Die Aktie als Anlageform hat bei den Menschen hierzulande im vergangenen Jahr stark an Beliebtheit gewonnen. So befragt das Statistikportal Statista regelmäßig Menschen, wie sie 100.000 Euro anlegen würden. Zuletzt gab die Hälfte und damit so viele wie noch nie an, in Aktien und Fonds investieren zu wollen. Das zeigt sich auch in konkreten Zahlen: Laut dem Deutschen Aktieninstitut lag die Zahl der Anleger, die entweder direkt Aktien halten oder indirekt über Fonds und andere Finanzprodukte in Aktien investiert sind, Ende 2020 um 2,7 Millionen über der des Vorjahres. Damit ist jeder sechste Bundesbürger über 14 Jahre in Aktien investiert.
Interessant ist auch, dass bei der genannten Statista-Umfrage nur 45 Prozent der Befragten in Grundeigentum investieren wollen. Das ist deshalb überraschend, weil Immobilien, auch Betongold genannt, sich bislang hierzulande großer Beliebtheit erfreuen. So befinden sich laut Statistischem Bundesamt rund 60 Prozent aller vermieteten Wohnungen hierzulande im Eigentum von Privatpersonen. Rund 24 Millionen Wohnungen dienen folglich der Geldanlage. Während einerseits also zunehmend mehr Anleger die Aktie als Option für die langfristige Geldanlage sehen, scheint andererseits das Interesse an der Immobilien nachzulassen. Doch stellt sich dabei auch die Frage, welche der beiden Optionen eigentlich die bessere Alternative für den langfristigen Vermögensaufbau ist.
Rendite: Immobilien langfristig vorn, Aktien zuletzt aber deutlich stärker
Einer der wichtigsten Parameter dabei ist ohne Frage die langfristige Rendite. Hier lohnt ein Blick auf eine Studie der Universität Bonn von 2017. Demnach brachten Immobilien hierzulande in den vergangenen 150 Jahren eine Wertsteigerung von 7,9 Prozent im Schnitt pro Jahr und damit einen Prozentpunkt pro Jahr mehr als Aktien. Allerdings verweist die Studie auch darauf, dass die Aktienrenditen seit den 1950er Jahren über dem Zuwachs von Immobilien liegen. Seit etwa 1980 bringen Aktien durchschnittlich sogar fast sechs Prozentpunkte mehr pro Jahr als Betongold. Allerdings weisen Aktien einen – für manche Anleger – auch bedeutenden Nachteil auf: sie können sehr stark im Kurs schwanken.

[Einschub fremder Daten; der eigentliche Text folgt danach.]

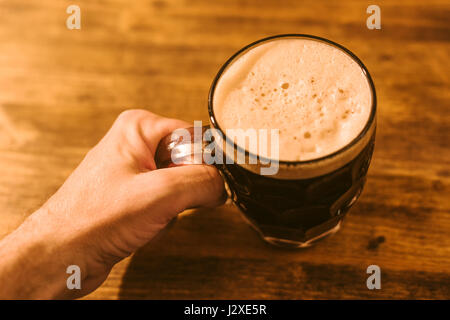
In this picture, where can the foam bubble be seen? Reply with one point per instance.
(316, 94)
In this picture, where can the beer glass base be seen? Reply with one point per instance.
(296, 244)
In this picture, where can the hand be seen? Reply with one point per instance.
(112, 204)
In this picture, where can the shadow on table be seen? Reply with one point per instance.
(200, 253)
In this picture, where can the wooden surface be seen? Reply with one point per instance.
(60, 90)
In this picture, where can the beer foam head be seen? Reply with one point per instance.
(314, 93)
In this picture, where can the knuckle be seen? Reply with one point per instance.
(132, 115)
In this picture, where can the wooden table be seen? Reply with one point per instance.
(61, 89)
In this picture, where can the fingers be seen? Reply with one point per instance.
(182, 187)
(151, 127)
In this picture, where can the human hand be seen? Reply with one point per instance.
(113, 203)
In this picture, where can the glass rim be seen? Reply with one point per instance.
(349, 145)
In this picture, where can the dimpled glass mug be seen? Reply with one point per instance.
(305, 200)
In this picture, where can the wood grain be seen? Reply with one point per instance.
(60, 90)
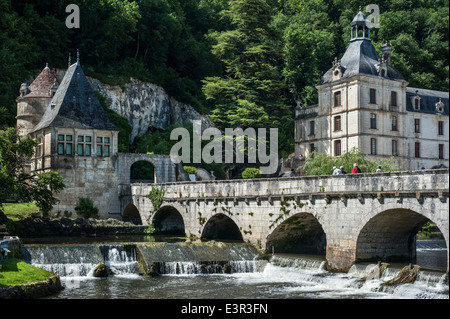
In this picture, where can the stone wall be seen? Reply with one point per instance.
(384, 208)
(102, 180)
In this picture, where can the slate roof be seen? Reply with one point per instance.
(428, 100)
(75, 105)
(41, 86)
(361, 58)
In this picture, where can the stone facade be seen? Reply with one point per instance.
(363, 216)
(77, 140)
(364, 103)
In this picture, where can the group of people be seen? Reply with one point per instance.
(355, 170)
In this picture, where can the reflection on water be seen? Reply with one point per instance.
(432, 254)
(283, 277)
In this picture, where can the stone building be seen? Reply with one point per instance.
(77, 139)
(365, 103)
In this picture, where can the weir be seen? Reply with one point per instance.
(238, 265)
(143, 258)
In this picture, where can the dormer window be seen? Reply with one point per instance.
(416, 102)
(337, 98)
(337, 70)
(440, 106)
(393, 98)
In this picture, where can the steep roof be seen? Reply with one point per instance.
(361, 58)
(75, 105)
(41, 86)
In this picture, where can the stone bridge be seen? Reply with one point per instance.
(347, 218)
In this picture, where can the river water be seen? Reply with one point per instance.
(282, 277)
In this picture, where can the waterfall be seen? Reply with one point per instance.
(195, 267)
(79, 260)
(121, 260)
(298, 262)
(65, 261)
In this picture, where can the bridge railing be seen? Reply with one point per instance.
(416, 183)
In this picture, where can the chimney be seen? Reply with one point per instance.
(386, 52)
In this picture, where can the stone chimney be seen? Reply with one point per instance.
(386, 52)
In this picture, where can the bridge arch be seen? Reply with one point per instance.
(168, 220)
(143, 171)
(220, 226)
(131, 214)
(389, 233)
(300, 233)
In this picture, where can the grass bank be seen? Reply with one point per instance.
(17, 272)
(20, 210)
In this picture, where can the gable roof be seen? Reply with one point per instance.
(41, 86)
(75, 105)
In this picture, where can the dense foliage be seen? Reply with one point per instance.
(40, 188)
(244, 63)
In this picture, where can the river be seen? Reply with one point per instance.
(282, 277)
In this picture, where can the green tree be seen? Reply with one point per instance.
(15, 154)
(251, 91)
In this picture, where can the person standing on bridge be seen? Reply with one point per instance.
(336, 171)
(355, 169)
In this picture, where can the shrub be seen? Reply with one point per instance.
(190, 169)
(251, 172)
(85, 208)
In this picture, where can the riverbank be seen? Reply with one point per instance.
(20, 280)
(43, 227)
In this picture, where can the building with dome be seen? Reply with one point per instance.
(365, 103)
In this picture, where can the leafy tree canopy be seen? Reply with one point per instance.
(15, 154)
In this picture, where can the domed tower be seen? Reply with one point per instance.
(34, 100)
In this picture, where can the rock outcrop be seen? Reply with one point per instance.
(147, 105)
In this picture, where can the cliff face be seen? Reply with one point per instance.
(145, 105)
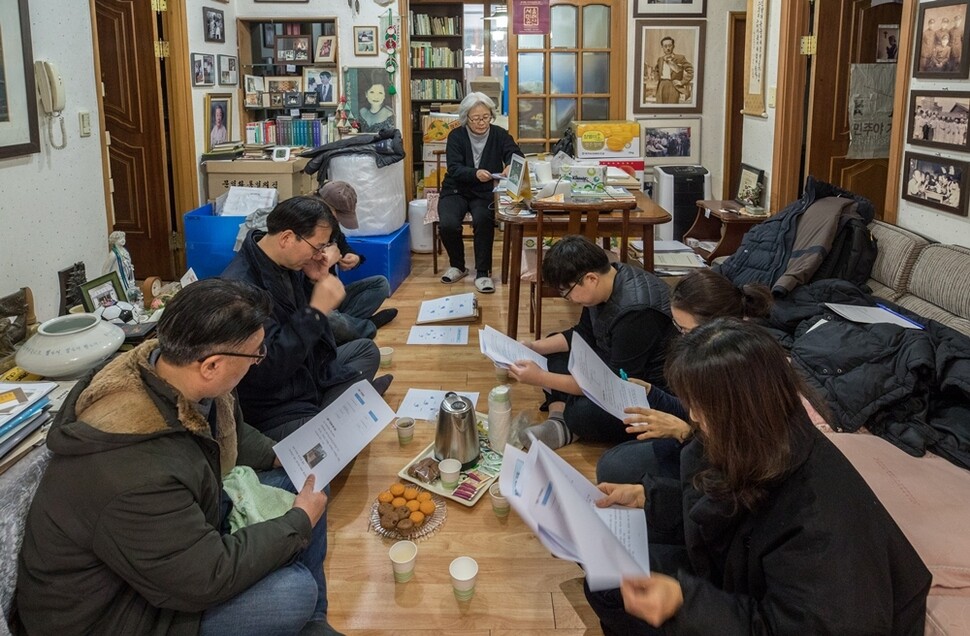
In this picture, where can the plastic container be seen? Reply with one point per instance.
(421, 239)
(499, 417)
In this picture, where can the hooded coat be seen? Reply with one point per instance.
(124, 535)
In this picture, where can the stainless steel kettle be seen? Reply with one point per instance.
(456, 435)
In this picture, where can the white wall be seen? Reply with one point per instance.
(52, 208)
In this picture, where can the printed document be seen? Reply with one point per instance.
(327, 443)
(557, 503)
(505, 351)
(599, 383)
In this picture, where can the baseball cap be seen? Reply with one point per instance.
(342, 199)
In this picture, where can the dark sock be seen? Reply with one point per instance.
(383, 317)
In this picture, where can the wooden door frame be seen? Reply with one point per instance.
(181, 148)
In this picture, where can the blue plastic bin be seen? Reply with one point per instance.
(209, 240)
(388, 255)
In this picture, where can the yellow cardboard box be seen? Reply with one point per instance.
(607, 139)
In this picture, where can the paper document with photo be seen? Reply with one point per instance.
(327, 443)
(504, 350)
(599, 383)
(872, 315)
(557, 503)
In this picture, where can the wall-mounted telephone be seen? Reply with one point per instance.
(50, 87)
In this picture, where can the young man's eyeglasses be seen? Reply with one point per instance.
(259, 356)
(322, 250)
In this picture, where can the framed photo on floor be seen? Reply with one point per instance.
(938, 119)
(936, 182)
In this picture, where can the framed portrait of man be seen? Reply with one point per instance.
(941, 41)
(669, 66)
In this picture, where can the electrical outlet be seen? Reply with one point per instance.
(84, 119)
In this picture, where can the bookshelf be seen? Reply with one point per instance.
(284, 59)
(436, 62)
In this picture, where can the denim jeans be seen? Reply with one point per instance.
(351, 319)
(283, 601)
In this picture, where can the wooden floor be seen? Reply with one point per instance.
(521, 590)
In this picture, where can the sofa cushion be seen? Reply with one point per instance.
(928, 497)
(898, 249)
(938, 286)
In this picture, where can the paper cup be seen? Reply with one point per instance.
(402, 556)
(386, 354)
(405, 430)
(450, 469)
(500, 505)
(463, 572)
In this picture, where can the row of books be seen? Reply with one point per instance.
(436, 89)
(424, 55)
(423, 24)
(289, 131)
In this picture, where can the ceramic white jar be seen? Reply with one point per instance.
(69, 345)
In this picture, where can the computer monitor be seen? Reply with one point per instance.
(518, 184)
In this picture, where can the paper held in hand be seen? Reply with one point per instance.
(327, 443)
(557, 503)
(504, 350)
(599, 383)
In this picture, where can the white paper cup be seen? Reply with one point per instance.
(500, 504)
(405, 430)
(450, 469)
(463, 572)
(387, 353)
(403, 554)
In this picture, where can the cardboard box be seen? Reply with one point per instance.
(607, 139)
(286, 176)
(388, 255)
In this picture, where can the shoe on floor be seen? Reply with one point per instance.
(453, 275)
(485, 285)
(383, 317)
(382, 383)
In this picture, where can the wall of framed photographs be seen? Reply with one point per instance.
(935, 170)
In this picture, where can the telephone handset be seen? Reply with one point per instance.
(50, 87)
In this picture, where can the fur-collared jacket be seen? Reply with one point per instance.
(123, 536)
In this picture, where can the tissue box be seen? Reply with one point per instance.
(607, 139)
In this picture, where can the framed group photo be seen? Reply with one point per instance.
(670, 8)
(936, 182)
(938, 119)
(669, 66)
(941, 41)
(671, 141)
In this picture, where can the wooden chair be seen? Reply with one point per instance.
(580, 219)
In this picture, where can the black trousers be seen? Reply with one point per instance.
(451, 211)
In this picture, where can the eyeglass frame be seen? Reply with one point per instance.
(259, 356)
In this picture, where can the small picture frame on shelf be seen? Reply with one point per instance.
(365, 40)
(293, 49)
(228, 70)
(203, 69)
(214, 23)
(750, 185)
(102, 291)
(326, 49)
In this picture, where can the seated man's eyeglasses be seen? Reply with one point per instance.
(259, 356)
(322, 250)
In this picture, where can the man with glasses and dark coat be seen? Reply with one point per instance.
(304, 370)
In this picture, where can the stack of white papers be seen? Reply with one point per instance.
(557, 503)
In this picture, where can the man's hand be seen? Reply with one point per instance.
(328, 293)
(629, 495)
(653, 598)
(349, 261)
(312, 503)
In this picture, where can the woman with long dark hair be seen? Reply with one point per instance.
(781, 534)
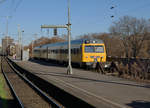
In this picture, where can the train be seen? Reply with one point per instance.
(84, 52)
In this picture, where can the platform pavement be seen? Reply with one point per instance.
(94, 87)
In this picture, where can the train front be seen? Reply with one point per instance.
(93, 52)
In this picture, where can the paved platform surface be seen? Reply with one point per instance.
(94, 87)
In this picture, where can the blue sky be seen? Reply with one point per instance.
(87, 16)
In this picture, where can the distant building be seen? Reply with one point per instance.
(6, 41)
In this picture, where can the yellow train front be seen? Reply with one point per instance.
(83, 52)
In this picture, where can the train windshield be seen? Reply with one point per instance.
(94, 49)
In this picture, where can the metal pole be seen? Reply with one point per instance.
(19, 41)
(7, 35)
(69, 68)
(21, 44)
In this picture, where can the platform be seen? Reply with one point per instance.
(94, 88)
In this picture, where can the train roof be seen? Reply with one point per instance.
(78, 41)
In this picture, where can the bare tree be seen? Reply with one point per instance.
(132, 32)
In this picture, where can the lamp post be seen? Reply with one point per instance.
(69, 68)
(21, 44)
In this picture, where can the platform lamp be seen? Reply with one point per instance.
(69, 68)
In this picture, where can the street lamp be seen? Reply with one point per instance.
(21, 44)
(69, 68)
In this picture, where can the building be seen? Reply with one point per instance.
(6, 41)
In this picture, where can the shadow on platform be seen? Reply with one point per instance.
(139, 104)
(88, 79)
(8, 103)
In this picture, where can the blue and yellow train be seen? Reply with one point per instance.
(83, 51)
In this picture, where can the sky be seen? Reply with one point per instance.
(87, 16)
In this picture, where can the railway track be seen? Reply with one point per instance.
(26, 94)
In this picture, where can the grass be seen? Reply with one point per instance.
(3, 92)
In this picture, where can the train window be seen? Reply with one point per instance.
(89, 49)
(99, 49)
(94, 49)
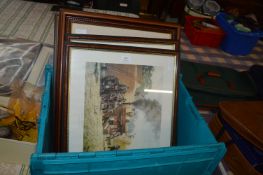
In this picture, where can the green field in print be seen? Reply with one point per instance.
(119, 114)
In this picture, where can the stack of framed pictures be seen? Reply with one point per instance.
(115, 82)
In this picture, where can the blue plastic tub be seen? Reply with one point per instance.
(197, 153)
(236, 42)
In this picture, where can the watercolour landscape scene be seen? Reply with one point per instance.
(119, 114)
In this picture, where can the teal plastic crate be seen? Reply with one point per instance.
(197, 153)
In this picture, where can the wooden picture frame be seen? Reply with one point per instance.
(65, 20)
(75, 87)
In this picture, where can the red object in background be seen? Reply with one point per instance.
(201, 35)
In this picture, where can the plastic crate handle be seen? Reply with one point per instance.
(202, 79)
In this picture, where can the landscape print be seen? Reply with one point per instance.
(119, 114)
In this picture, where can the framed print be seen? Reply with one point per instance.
(70, 22)
(103, 24)
(118, 98)
(123, 41)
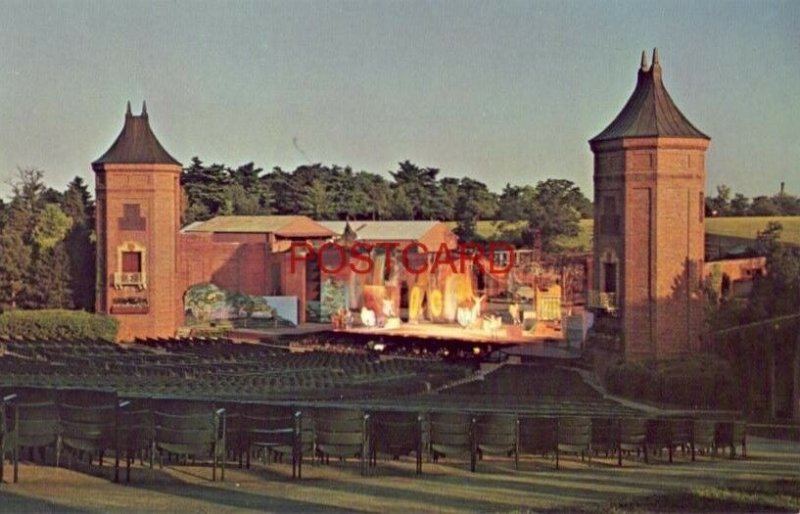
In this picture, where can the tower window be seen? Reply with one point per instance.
(609, 277)
(131, 262)
(131, 218)
(609, 219)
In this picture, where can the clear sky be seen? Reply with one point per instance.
(498, 91)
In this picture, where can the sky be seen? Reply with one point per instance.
(500, 91)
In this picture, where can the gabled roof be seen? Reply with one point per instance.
(384, 230)
(136, 144)
(650, 112)
(283, 226)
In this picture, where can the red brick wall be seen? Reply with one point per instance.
(659, 184)
(156, 191)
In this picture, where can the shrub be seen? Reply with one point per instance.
(57, 325)
(691, 381)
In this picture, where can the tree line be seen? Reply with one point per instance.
(48, 241)
(725, 203)
(547, 210)
(47, 248)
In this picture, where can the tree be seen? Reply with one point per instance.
(473, 202)
(51, 226)
(740, 205)
(316, 201)
(248, 193)
(206, 189)
(764, 206)
(420, 184)
(720, 204)
(80, 244)
(550, 210)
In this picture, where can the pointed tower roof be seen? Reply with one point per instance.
(650, 111)
(136, 144)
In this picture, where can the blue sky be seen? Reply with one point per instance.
(498, 91)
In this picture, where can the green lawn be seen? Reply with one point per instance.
(767, 481)
(745, 227)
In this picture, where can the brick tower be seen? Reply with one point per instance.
(138, 218)
(649, 239)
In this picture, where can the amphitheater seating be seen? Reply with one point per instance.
(341, 433)
(538, 435)
(34, 423)
(497, 434)
(396, 434)
(574, 436)
(187, 430)
(631, 436)
(451, 434)
(88, 420)
(271, 430)
(703, 436)
(136, 433)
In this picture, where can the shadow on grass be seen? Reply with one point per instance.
(781, 496)
(11, 502)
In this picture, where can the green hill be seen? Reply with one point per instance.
(744, 227)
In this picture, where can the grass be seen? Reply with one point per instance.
(744, 227)
(768, 480)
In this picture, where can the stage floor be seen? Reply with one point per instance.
(542, 332)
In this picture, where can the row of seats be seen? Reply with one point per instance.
(94, 422)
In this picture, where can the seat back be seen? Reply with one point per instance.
(36, 420)
(340, 432)
(538, 434)
(88, 418)
(192, 433)
(632, 433)
(496, 433)
(603, 434)
(451, 434)
(395, 433)
(574, 433)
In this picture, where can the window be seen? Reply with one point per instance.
(131, 218)
(610, 277)
(131, 262)
(609, 219)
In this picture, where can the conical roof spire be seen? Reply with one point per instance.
(650, 112)
(136, 144)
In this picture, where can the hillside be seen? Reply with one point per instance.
(745, 227)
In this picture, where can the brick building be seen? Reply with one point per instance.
(649, 177)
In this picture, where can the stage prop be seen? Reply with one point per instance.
(208, 305)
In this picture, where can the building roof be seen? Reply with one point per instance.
(650, 111)
(136, 144)
(384, 230)
(283, 226)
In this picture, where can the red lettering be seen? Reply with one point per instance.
(443, 256)
(297, 255)
(464, 251)
(494, 246)
(358, 256)
(388, 249)
(407, 262)
(342, 258)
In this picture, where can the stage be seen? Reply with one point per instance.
(504, 335)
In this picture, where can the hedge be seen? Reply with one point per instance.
(693, 381)
(57, 325)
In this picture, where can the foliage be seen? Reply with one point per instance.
(551, 210)
(57, 325)
(779, 204)
(692, 381)
(51, 226)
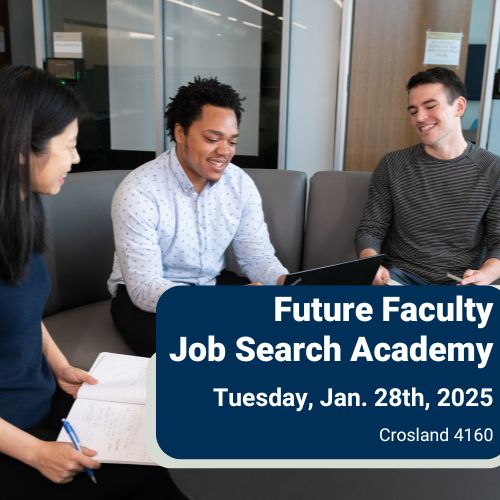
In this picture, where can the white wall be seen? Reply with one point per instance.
(313, 71)
(22, 42)
(131, 74)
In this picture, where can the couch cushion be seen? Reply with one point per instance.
(283, 194)
(336, 203)
(80, 242)
(83, 332)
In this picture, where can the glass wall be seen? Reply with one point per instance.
(239, 42)
(476, 52)
(312, 88)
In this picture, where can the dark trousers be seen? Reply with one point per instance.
(138, 327)
(405, 277)
(133, 482)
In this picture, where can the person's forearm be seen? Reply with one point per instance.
(55, 357)
(16, 443)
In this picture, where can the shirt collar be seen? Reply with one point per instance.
(179, 173)
(183, 180)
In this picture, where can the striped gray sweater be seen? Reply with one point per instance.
(432, 216)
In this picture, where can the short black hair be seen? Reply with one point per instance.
(34, 108)
(448, 78)
(186, 106)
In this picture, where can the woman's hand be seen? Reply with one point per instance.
(70, 378)
(60, 462)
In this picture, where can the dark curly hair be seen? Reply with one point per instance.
(185, 107)
(448, 78)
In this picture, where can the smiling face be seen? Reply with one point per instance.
(48, 170)
(207, 147)
(436, 121)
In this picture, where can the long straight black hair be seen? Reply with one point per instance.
(34, 108)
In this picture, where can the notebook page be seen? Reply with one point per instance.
(117, 431)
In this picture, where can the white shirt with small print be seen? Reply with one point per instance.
(166, 234)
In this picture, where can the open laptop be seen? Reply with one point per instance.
(355, 272)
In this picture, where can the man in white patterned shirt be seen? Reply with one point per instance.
(174, 217)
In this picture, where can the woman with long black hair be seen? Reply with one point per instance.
(38, 134)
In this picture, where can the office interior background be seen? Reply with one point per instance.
(323, 79)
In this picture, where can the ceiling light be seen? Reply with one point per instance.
(194, 7)
(251, 24)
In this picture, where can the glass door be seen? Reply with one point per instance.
(239, 42)
(104, 49)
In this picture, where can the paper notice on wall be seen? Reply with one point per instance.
(68, 45)
(2, 39)
(442, 48)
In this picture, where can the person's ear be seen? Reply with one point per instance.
(460, 106)
(179, 133)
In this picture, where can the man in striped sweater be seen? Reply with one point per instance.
(434, 208)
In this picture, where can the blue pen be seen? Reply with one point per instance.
(76, 443)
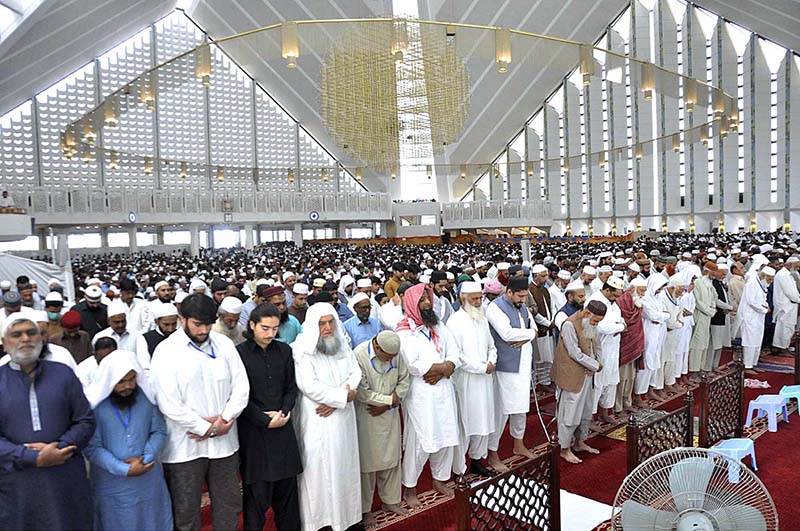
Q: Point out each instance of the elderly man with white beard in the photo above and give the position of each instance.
(473, 381)
(785, 298)
(327, 375)
(750, 316)
(670, 295)
(574, 366)
(608, 339)
(430, 413)
(654, 318)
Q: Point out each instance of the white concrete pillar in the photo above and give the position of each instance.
(133, 247)
(194, 244)
(297, 234)
(248, 237)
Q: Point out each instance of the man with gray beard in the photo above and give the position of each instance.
(327, 376)
(574, 365)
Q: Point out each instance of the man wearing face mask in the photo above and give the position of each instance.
(166, 323)
(576, 297)
(93, 312)
(631, 344)
(202, 387)
(45, 422)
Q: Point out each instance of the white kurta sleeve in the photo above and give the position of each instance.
(570, 338)
(313, 388)
(502, 326)
(142, 352)
(418, 365)
(170, 402)
(240, 387)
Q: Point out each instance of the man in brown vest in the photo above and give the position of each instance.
(574, 365)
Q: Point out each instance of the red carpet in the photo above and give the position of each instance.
(599, 477)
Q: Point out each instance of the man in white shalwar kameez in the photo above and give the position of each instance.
(573, 370)
(474, 380)
(654, 320)
(608, 332)
(785, 298)
(513, 340)
(670, 299)
(430, 413)
(750, 315)
(327, 375)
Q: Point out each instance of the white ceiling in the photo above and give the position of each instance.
(776, 20)
(59, 36)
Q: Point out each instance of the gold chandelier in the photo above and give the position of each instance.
(390, 83)
(396, 86)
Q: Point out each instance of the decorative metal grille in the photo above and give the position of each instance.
(524, 498)
(651, 432)
(721, 406)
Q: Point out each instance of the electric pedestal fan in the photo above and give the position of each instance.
(693, 489)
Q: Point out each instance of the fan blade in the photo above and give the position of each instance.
(688, 481)
(740, 518)
(638, 517)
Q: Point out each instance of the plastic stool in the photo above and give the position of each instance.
(791, 391)
(736, 450)
(771, 406)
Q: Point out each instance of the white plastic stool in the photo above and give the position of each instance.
(771, 406)
(736, 450)
(791, 391)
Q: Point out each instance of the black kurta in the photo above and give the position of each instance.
(92, 319)
(268, 454)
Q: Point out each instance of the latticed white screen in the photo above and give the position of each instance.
(135, 133)
(17, 155)
(230, 117)
(181, 107)
(275, 148)
(59, 105)
(233, 124)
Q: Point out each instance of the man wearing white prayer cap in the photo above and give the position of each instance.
(299, 305)
(557, 290)
(750, 316)
(588, 274)
(127, 477)
(785, 301)
(474, 380)
(166, 317)
(228, 320)
(289, 279)
(327, 376)
(126, 339)
(543, 316)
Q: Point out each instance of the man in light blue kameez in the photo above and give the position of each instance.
(127, 479)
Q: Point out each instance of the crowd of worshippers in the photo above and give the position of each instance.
(276, 377)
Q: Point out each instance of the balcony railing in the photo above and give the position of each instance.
(289, 206)
(510, 212)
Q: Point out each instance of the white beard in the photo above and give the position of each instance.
(328, 345)
(589, 330)
(475, 313)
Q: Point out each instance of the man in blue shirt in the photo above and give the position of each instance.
(361, 327)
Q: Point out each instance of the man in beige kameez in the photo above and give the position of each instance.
(384, 383)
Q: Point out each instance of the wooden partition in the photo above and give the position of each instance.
(524, 498)
(648, 437)
(721, 405)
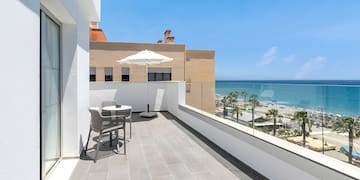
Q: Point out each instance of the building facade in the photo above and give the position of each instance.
(196, 67)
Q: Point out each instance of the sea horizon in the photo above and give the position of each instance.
(331, 96)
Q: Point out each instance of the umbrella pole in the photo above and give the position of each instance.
(147, 88)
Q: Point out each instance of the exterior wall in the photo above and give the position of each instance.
(197, 65)
(20, 90)
(200, 78)
(105, 54)
(21, 112)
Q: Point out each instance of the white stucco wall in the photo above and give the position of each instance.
(20, 76)
(20, 90)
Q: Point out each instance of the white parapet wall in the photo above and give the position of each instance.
(270, 156)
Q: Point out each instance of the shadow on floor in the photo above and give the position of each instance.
(223, 157)
(105, 150)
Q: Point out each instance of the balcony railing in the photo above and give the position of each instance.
(251, 141)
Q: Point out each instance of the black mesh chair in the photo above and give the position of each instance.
(105, 124)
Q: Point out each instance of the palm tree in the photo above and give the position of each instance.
(244, 94)
(254, 102)
(302, 118)
(274, 113)
(237, 109)
(349, 125)
(225, 103)
(233, 97)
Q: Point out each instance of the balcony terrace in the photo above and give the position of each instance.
(184, 142)
(162, 148)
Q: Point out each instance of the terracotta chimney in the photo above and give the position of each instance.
(166, 35)
(170, 40)
(94, 25)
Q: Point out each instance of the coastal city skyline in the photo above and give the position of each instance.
(253, 40)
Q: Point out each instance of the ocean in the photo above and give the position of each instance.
(331, 96)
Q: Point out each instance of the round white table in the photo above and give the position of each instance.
(113, 109)
(117, 108)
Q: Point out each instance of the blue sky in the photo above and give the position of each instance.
(253, 39)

Und diese hohe Volatilität kann zu erheblichen kurzfristigen Verlusten führen. Wer damit nicht umgehen kann, für den sind Aktien nicht geeignet. Solchen Wertschwankungen sind zwar auch Immobilien unterworfen, da sie aber nicht an der Börse notiert sind, sind diese auch nicht in einem täglichen Börsenkurs ablesbar. Das ist zumindest ein psychologischer Vorteil. Dafür hat die Immobilienanlage einige andere Nachteile: Sie sind nicht liquide, das heißt, sie können nicht von heute auf morgen verkauft werden. Als Direktanlage haben sie ein erhebliches, oftmals auch zu hohes Gewicht innerhalb der Portfolioallokation, womit unter Umständen keine ausreichende Risikodiversifikation mehr gewährleistet ist.
Immobilien: laufende Kosten und politische Risiken berücksichtigen
Zudem kalkulieren Immobilieninvestoren meist die nicht umlagefähigen Kosten sowie Rückstellungen mit ein – beides kann bei einer Vermietung die Nettorendite schmälern. Dazu kommt unter Umständen Ärger mit Mietern, Eingriffe von politischer Seite am Immobilienmarkt oder die immer strengeren energetischen Auflagen. Im Gegensatz dazu bieten Aktien, sei es über Einzeltitel oder Fonds und ETFs einige Vorzüge. Denn sie sind liquide, können also rasch verkauft werden, und bieten die Möglichkeit, Risiken breit zu streuen und somit Klumpenrisiken zu vermeiden. Ferner sind Aktienanlagen schon mit geringen Beträgen möglich und sie sind pflegeleichter als eine Wohnung oder ein Haus.
Vorteile, die eher für eine Aktienanlage sprechen. Dennoch ist die Frage, was besser geeignet ist, aus Anlegersicht kaum allgemein zu beantworten. Tatsächlich sollten Faktoren wie die persönliche Risikoneigung, die Höhe des Vermögens, die bestehende Portfolioaufteilung oder das Anlageziel wichtige Entscheidungsparameter dabei sein. Wer beispielsweise bereits über Betongold verfügt, auch wenn der Anleger das Haus oder die Wohnung selbst nutzt, dann sollte die Anschaffung einer weiteren Immobilie doch gut überlegt sein. In diesem Fall können Aktien eine bessere Alternative darstellen, da sie im Gegensatz zu einer Immobilie eine sehr viel höhere Liquidität aufweisen und zudem für eine breitere Risikostreuung sorgen.
Langfristige Finanzplanung als Ausgangspunkt jeder Anlageentscheidung
Wer dagegen – vielleicht aus einer Erbschaft – eine größere Summe zur Verfügung hat und bereits ein gut strukturiertes Aktienportfolio besitzt, für den könnte eine Immobilie wiederum Vorteile bringen. Und wer eher vorsichtig ist und mit hohen Kursschwankungen schlecht umgehen kann, sollte wohl ebenfalls Betongold bevorzugen. In jedem Fall ist unter Maßgabe der individuellen Voraussetzungen die Erstellung einer langfristigen Finanzplanung sinnvoll. Und davon ausgehend kann dann ein Aktieninvestment, ein Immobilienkauf oder auch beides sinnvoller sein. Ein ganz grundsätzliches „entweder oder“ gibt es hier nicht.